Characterizing instability mitigation and preheat effects in gradient inner shells for double shell designs

While double shell designs offer many advantages for inertial confinement fusion (ICF) implosions, they are susceptible to hydrodynamic instabilities at their interfaces. We employ the Eulerian radiation-hydrodynamics code xRAGE to explore alternative inner shell density profiles – using gradients comprised of beryllium and tungsten – and to specifically characterize their stability and impact on performance. First, we examine the preheat expansion of the different inner shells using a drive that has been constrained by measured preheat; we measure the density gradient length scale seen prior to shell collision as a function of initial profile, as this will impact stability. We next perform a mode study to determine the sensitivity of different density gradients to each mode and to quantify feedthrough to the fuel-inner shell boundary.

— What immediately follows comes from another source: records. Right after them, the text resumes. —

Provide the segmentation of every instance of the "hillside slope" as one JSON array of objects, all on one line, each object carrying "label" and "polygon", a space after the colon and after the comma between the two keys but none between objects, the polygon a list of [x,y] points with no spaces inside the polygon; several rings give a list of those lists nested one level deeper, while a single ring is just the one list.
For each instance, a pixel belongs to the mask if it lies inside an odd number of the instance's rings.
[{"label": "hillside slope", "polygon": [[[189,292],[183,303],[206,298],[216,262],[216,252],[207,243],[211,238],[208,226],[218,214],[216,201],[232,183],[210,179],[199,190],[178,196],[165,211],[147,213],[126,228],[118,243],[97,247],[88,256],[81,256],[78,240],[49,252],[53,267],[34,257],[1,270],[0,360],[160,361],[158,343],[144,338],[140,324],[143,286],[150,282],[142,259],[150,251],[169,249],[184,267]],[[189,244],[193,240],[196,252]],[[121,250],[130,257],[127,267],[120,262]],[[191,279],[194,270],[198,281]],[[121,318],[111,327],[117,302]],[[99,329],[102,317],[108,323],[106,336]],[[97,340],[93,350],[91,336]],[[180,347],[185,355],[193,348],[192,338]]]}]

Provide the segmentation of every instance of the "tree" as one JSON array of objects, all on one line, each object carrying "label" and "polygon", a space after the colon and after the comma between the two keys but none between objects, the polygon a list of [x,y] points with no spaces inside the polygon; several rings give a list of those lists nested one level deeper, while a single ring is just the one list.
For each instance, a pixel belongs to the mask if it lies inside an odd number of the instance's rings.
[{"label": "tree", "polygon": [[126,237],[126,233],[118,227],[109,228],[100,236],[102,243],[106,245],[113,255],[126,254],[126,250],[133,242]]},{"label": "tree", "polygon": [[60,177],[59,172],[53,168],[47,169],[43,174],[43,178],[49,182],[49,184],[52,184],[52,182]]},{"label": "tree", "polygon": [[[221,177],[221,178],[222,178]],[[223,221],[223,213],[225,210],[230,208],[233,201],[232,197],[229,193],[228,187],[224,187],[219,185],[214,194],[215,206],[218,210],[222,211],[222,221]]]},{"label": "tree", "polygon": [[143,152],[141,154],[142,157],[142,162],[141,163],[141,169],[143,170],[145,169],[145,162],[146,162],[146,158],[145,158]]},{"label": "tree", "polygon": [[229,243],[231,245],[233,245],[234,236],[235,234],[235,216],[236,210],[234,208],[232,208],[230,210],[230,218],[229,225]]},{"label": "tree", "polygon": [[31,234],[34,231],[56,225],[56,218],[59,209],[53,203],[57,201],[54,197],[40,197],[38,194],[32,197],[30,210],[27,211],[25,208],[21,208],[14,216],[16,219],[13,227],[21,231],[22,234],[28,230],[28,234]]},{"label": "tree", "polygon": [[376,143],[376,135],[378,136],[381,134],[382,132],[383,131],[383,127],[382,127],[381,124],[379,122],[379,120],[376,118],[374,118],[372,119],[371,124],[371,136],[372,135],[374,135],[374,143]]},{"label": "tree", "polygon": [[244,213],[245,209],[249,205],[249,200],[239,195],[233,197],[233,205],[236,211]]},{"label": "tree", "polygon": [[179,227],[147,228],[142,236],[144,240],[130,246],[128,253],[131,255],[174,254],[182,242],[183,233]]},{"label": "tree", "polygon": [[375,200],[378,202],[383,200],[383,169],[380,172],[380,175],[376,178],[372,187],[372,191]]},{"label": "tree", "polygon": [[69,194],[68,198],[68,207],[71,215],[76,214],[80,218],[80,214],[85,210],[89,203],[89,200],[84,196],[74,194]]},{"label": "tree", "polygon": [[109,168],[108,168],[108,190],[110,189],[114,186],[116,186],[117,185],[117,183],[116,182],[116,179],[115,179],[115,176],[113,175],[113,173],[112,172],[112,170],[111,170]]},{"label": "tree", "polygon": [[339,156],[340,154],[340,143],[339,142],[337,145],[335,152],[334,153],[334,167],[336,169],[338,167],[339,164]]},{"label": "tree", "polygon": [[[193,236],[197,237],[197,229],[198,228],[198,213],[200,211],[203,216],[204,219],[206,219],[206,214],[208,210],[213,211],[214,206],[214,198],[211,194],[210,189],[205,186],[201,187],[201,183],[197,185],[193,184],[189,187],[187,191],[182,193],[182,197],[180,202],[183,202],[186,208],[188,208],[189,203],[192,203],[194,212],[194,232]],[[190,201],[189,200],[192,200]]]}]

This motivates exploring alternative shell dimensions to exploit improved stability of the implosion, and a preliminary study is presented. Certain engineering features – such as the joint in the outer hemispherical shells – also can imprint onto the inner shell, and we measure the impact of this on the various inner shell profiles. Finally, a complementary graded layer campaign at OMEGA is discussed, and future directions – including observable metrics – are given.



*This work conducted under the auspices of the U.S. DOE by LANL under contract 89233218CNA000001.